Famille : Apiacées (Ombellifères) · Partie utilisée : graines (semences) surtout, tiges/pétioles, racine (céleri-rave), feuilles · Saveur : aromatique, salée-piquante Nom accepté : Apium graveolens L. · Noms : ache des marais, ache odorante, céleri sauvage ; formes cultivées = céleri (branche), céleri-rave (var. rapaceum) 🌿 Ache des marais = forme sauvage du céleri. Usages traditionnels : diurétique/dépuratif, anti-goutteux (acide urique, rhumatismes), apéritif et digestif, tonique, aphrodisiaque (graine). Étayé par des essais cliniques : hypertension (méta-analyse), syndrome métabolique, gonarthrose, dyspepsie, dysfonction sexuelle féminine ; la graine a donné le médicament anti-AVC dl-3-n-butylphthalide. ⚠️ Photosensibilisant (furanocoumarines), allergie céleri possible (parfois anaphylactique), prudence en grossesse et sur la fertilité masculine. ⟨à valider⟩
En deux lignes : la graine de céleri (ache des marais) est l’une des plantes les mieux étayées en phytothérapie cardiovasculaire et métabolique, avec plusieurs essais cliniques sérieux. Son principe actif majeur — le 3-n-butylphthalide — a même donné un médicament approuvé contre l’ischémie cérébrale en Chine.
Hypertension artérielle — niveau de preuve solide. Une méta-analyse 2025 (9 ECR, 511 patients) confirme une baisse significative de la pression systolique (−1,0 SMD) et diastolique (−0,93 SMD), avec un bon profil de sécurité. Un essai en triple aveugle (52 patients, crossover) précise les chiffres : systolique 141 → 130 mmHg, diastolique 92 → 84 mmHg. Les graines standardisées à 85 % de NBP (≥ 1 000 mg/jour, ou 1,34 g en gélules) sont les plus efficaces.
Syndrome métabolique. Petit essai randomisé (28 patients, 12 semaines) : l’extrait de graine réduit significativement pression artérielle, triglycérides (−19 %) et acide urique ; sans effet sur la glycémie ni le cholestérol total — ce qui pondère les affirmations sur la gestion du diabète.
Anxiété et dépression (chez patients hypertendus). Essai en triple aveugle et crossover (50 patients) : baisse du score BAI (anxiété) de 6,78 points et du BDI (dépression) de 3,63 points, avec amélioration de symptômes physiques (tensions, insomnies, fatigue). Mécanisme probable : le NBP agit sur le système nerveux central.
Dysfonction sexuelle féminine. Essai double aveugle (80 femmes, 6 semaines, 500 mg 3×/jour) : amélioration significative du score FSFI global — désir, excitation, lubrification et douleur. Usage aphrodisiaque traditionnel pour la femme donc objectivement confirmé dans cet essai.
Dyspepsie fonctionnelle. Essai randomisé (150 patients) : l’association céleri + ajowan surpasse l’oméprazole sur les symptômes subjectifs (ballonnements, satiété précoce, brûlures). Limite : la synergie avec l’ajowan ne permet pas d’attribuer l’effet au seul céleri.
Gonarthrose. Essai multicentrique (60 patients, 90 jours) avec une association céleri + Boswellia : résultats remarquables (douleur VAS −68 %, WOMAC −64 %, marqueurs d’inflammation et de dégradation du cartilage fortement réduits). Même réserve : c’est le binôme qui agit, pas le céleri isolé.
Anti-uricémiant (goutte, rhumatismes). Chez la souris hyperuricémique, l’extrait hydroalcoolique inhibe la xanthine oxydase de façon dose-dépendante et ramène l’uricémie vers la normale — confirmant le vieil usage anti-goutteux, même si l’allopurinol reste plus puissant.

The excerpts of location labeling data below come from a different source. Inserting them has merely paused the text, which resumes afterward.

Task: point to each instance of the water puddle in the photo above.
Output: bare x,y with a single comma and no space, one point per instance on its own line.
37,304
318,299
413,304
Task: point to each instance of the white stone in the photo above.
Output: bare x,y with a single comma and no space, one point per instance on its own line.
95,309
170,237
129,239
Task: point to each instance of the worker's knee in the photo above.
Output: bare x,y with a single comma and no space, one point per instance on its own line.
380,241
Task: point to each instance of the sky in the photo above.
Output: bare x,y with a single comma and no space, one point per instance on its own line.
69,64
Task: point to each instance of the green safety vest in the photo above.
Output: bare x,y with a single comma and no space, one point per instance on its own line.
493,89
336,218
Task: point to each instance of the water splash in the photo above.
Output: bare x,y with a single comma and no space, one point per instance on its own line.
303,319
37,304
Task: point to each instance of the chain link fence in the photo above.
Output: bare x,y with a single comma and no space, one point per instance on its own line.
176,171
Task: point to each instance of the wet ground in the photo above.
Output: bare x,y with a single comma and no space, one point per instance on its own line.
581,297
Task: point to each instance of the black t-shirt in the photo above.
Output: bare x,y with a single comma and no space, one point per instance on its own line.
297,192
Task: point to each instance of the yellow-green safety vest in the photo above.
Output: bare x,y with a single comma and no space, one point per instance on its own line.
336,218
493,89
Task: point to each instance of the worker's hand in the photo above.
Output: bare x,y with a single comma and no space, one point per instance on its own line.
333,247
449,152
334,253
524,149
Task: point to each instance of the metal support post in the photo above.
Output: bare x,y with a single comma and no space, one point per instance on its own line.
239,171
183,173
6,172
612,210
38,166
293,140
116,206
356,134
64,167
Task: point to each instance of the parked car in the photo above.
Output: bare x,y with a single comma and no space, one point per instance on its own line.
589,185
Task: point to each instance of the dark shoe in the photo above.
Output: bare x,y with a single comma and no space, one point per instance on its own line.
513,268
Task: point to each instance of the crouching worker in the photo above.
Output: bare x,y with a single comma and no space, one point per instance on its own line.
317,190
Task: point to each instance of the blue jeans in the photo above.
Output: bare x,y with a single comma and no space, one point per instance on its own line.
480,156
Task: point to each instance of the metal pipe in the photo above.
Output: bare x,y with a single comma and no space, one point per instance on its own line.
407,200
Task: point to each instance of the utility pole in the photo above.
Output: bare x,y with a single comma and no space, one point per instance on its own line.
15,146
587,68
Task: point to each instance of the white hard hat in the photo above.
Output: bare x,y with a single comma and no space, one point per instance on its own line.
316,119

L’acide urique sanguin diminue aussi dans l’essai humain sur le syndrome métabolique.
Neuroprotection et 3-n-butylphthalide. Le NBP, issu des graines, est aujourd’hui un médicament agréé en Chine contre l’ischémie cérébrale. En modèle animal (rat, occlusion de l’artère cérébrale moyenne), l’extrait réduit significativement le volume d’infarctus et préserve la densité neuronale via des voies antioxydante, anti-inflammatoire et anti-apoptotique.
Protection hépato-rénale. Contre la toxicité de la gentamicine chez la souris, l’extrait hydro-éthanolique restaure les enzymes hépatiques et les marqueurs rénaux, active la voie Nrf2 (défense antioxydante endogène). Intéressant mécanistiquement, non encore testé chez l’humain.
Anti-lithiasique. Données rat uniquement, résultats limites de significativité — signal préliminaire, pas de conclusion ferme.
Anticancéreux (in vitro). L’extrait de feuilles induit l’apoptose de cellules de carcinome de la langue via caspase-3. Résultat préliminaire de laboratoire, sans portée thérapeutique directe.
Sécurité — deux points importants :
Amorces neutres — à valider, corriger ou effacer.
Synthèse à partir des données USDA FoodData Central (FDC 169985 — céleri cru, SR Legacy ; Apium graveolens) et de la littérature sur les Apiacées sauvages. Chaque affirmation est rattachée à son niveau de preuve.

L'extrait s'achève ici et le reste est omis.